I asked Jane to describe a border that’s important to her and to her writing, and explain why. Here’s her response and a poem.
Years before the current travel ban that continues to play out in the courts and in the news, I drafted an early version of this poem. I couldn’t shake the memory of the summer day in London in 1995 when I filed for an American passport for my UK-born daughter, and a stranger—a Muslim woman whose command of English was limited—reached across the cultural divide with a kindness that shows what unites us as women, daughters, mothers. As a dual US/UK citizen myself—I’m the daughter of an American service man and British mother of Irish descent—I often look at ways that this legacy plays out in the maternal body and in the larger body politic.
The borders we draw on maps and carry in our minds can empower us or forge division.
Although we gravitate toward tribes that signal safety and belonging, the human story is the story of migration—one where crossing borders both real and metaphorical reshapes our collective destiny.
Triptych
I had a day’s Underground pass, forms
to be filed for your passport. Soon,
we’d fly back to the States
if your paperwork was in order.
Your father stood watch in the embassy, ready
to call us in when needed, while I wheeled
you ‘round the garden in summer’s
equatorial heat.
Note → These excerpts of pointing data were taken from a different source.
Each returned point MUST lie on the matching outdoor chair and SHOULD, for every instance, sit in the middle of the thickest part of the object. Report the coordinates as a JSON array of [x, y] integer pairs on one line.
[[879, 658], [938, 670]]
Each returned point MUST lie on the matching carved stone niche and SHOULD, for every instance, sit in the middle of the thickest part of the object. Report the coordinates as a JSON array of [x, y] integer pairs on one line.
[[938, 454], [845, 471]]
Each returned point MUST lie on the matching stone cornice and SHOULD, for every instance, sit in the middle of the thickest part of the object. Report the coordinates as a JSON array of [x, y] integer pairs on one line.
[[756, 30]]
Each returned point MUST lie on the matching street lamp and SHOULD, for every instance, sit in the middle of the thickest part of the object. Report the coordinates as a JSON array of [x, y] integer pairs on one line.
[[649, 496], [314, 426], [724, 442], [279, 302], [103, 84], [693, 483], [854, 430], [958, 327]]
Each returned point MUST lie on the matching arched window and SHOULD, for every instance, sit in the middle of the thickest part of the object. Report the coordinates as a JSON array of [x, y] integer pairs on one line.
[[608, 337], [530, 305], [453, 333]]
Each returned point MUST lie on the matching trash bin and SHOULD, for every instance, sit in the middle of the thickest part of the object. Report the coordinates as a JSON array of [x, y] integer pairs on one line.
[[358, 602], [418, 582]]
I shifted the sunshade
over your face.
Down the path, a stranger neared,
shopping bags in her hand, head scarf
adorned with flowers, petals scattering,
light and dark.
In this time before fear was everywhere,
what was the reason she caught my gaze?
§
Nearly two decades on, my screen flickers with images
of crowds and crusades, flags set aflame,
placards facing off outside the same American embassy:
“Afghanistan’s the graveyard of soldiers!” “If you want
Sharia, move to Saudi!” Rage tilts toward
extremes. Citizens are advised to review
the Worldwide Caution, stay current
with media coverage. The camera pans across
the roiling crowd, one side against the other: Londoners
who’d banish all immigrants, Muslim protesters
garbed in white.
How to speak
of what we share, what separates us?
If there’s a woman in that crowd,
I don’t see her,
§
but I remember the day
I waited with the pram, how you blinked
as I pulled back the sunshade and you tugged
your tiny bonnet, fist clenched unfurling.
In time’s reflecting pool,
water gathers, builds to spill . . . That stranger,
alone, hesitant, reached in to touch your face—
What was her past? A dream of mosquito nets,
acoustic flashings of rain? The cardamom pods
she’d bought for her mother?
She saw
a mum with a pram and neared, touching
the face of a stranger’s baby, smiling
as she said beautiful,
as she said blessed.
*There are some indented half-lines in this poem that WordPress won’t indent–apologies for the vagaries of blog formatting–but I trust this poem’s acoustic flashings still scintillate.
Jane Satterfield has published five books, including Apocalypse Mix, winner of the 2016 Autumn House Poetry Prize. She is the recipient of an NEA poetry fellowship, the 49th Parallel Poetry Prize, Ledbury Festival Poetry Prize, and more. With Laurie Kruk, she is co-editor of the multigenre anthology Borderlands and Crossroads: Writing the Motherland (Demeter Press). Satterfield is married to poet Ned Balbo and lives in Baltimore where she is an associate professor at Loyola University Maryland.